You get scurvy by not consuming enough vitamin C for a prolonged period, typically around three months. Your body cannot make or store large amounts of this vitamin, so it relies on a steady supply from food. When that supply drops too low, your body loses the ability to build and maintain collagen, the protein that holds your skin, blood vessels, gums, and bones together. The result is a slow breakdown of connective tissue throughout your body.
What Happens Inside Your Body
Vitamin C plays a very specific role in collagen production. Collagen fibers get their strength from a triple-helix structure, and that structure only forms correctly when certain building blocks in the protein chain are chemically modified. Specifically, an enzyme needs to add a hydroxyl (OH) group to proline, one of collagen’s key amino acids. Without that modification, collagen strands can’t pack together properly and the resulting tissue is weak and unstable.
The enzyme that performs this modification requires iron in a particular chemical state to work. Each time it completes a reaction, the iron shifts to an inactive form. Vitamin C is the molecule that resets the iron back to its active state, allowing the enzyme to keep working. Without vitamin C, the cycle breaks. Your body keeps trying to produce collagen, but the collagen it makes is structurally defective. Over weeks, this affects every tissue that depends on collagen: your skin, your gums, the walls of your blood vessels, your joints, and your bones.
Who Gets Scurvy Today
Scurvy is rare in developed countries, but it hasn’t disappeared. The daily requirement is modest: 90 mg for adult men, 75 mg for adult women. A single orange or a cup of broccoli covers it. But certain circumstances can push intake dangerously low.
People with severely restricted diets are the most common modern cases. This includes older adults living alone who eat very little fresh food, people with alcohol use disorder who replace meals with drinking, and individuals with eating disorders. People experiencing food insecurity or homelessness are also at higher risk simply because fresh fruits and vegetables aren’t consistently available to them.
Digestive conditions that impair nutrient absorption, such as Crohn’s disease or ulcerative colitis, can contribute even when dietary intake seems adequate. Smokers need about 35 mg more vitamin C per day than nonsmokers because smoking accelerates the breakdown of the vitamin in the body. Someone who smokes heavily and eats a poor diet faces compounding risk.

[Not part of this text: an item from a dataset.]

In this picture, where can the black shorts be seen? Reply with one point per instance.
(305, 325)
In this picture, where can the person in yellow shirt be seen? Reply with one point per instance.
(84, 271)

Children on extremely limited diets, sometimes due to autism-related food aversions or poverty, occasionally develop scurvy as well. Pediatricians sometimes miss the diagnosis because it’s considered so uncommon.
Symptoms and How They Progress
Early symptoms are vague enough to be mistaken for other problems. Fatigue, irritability, and aching in the legs or joints often come first. These can appear after roughly one to three months of very low vitamin C intake.
As deficiency deepens, the signs become more distinctive. Small pinpoint bleeds appear around hair follicles, especially on the shins and thighs. Hairs themselves take on a characteristic corkscrew shape, curling tightly because the weakened collagen in hair follicles distorts normal growth. Gums become swollen, spongy, and bleed easily. In advanced cases, teeth loosen because the connective tissue holding them in place deteriorates.
Bruising becomes widespread and disproportionate to any injury. Old wounds may reopen as the collagen that held them together degrades. Joint swelling, pain with movement, and poor wound healing are common in later stages. Left untreated, scurvy can cause internal bleeding, severe infection, and eventually death, though this outcome is extremely rare in settings with access to medical care.
How Scurvy Is Treated
Recovery from scurvy is remarkably fast once vitamin C is restored. Most people notice improvement within 48 hours of starting supplementation. Irritability, fever, tenderness, and bleeding typically resolve within a week. Full recovery generally takes about two weeks.
The body can only absorb about 100 mg of vitamin C at a time through the gut, so treatment is usually given in divided doses throughout the day rather than one large amount. After the initial treatment phase, maintaining a diet rich in vitamin C prevents recurrence.
Best Food Sources of Vitamin C
Bell peppers, broccoli, kale, strawberries, kiwi, citrus fruits, and tomatoes are all excellent sources. A single medium red bell pepper contains well over 100 mg. Even a small glass of orange juice covers most of your daily needs.
How you prepare food matters. Vitamin C is water-soluble and breaks down with heat, so boiling vegetables in water causes the most loss. The vitamin leaches out into the cooking water and degrades from prolonged heat exposure. Steaming preserves nutrients best because it avoids both problems. Eating produce like broccoli, kale, and bell peppers raw gives you the highest vitamin C content. If you do cook them, steaming, sautéing, roasting, or microwaving are all better choices than boiling.
Frozen fruits and vegetables retain most of their vitamin C because they’re typically processed shortly after harvest. They’re a practical option when fresh produce is expensive or unavailable, and far better than skipping fruits and vegetables altogether.